Published in Articles
January 28, 2024
4 min read

Table Of Contents

01
Servers
02
Factors that affect software systems
03
Solutions to monolithic problems
04
Bringing it all together
An introduction to distributed systems for web developers

The goal of this article is to introduce necessary concepts a web developer should know in order to better understand distributed systems.

The content of this article is heavily inspired by the book System Design Interview – An insider’s guide.

Servers

We often hear about servers but what exactly are they and what role do they play in systems design?

Servers are computers placed in a data center that perform some action for our applications.

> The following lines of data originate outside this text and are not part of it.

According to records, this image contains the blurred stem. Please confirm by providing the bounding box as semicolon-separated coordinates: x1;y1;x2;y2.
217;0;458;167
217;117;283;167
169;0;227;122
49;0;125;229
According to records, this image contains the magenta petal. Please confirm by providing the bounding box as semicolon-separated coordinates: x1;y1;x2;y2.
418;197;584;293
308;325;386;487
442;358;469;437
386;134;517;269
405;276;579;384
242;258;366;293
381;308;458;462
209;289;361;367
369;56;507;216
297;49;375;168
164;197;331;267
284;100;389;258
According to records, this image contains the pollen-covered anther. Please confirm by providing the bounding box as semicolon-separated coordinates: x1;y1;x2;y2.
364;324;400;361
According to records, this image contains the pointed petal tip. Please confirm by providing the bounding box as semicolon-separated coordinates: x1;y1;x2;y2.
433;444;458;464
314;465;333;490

In a web application, there is at least one server that runs a web server process like Apache or Nginx that makes web content available through ports 80 or 443.

The fact that a server runs a web server process makes it a web server.

However, the same server could also run a database process which exposes a database from another port, for example, MongoDB on port 27017. This would make the same server also a database server.

In a development environment, we often run the web application we are developing entirely on our machine. Our personal computer becomes a server responsible for serving frontend, backend and the database.

This system is called monolithic or centralized, the opposite of a distributed system.

On the other hand, when a system is distributed over many servers it is called a distributed system. This brings us to a ChatGPT definition of a distributed system:

A distributed system is a network of interconnected computers that work together to achieve a common goal by sharing resources, communicating, and coordinating their actions, often spanning multiple geographic locations.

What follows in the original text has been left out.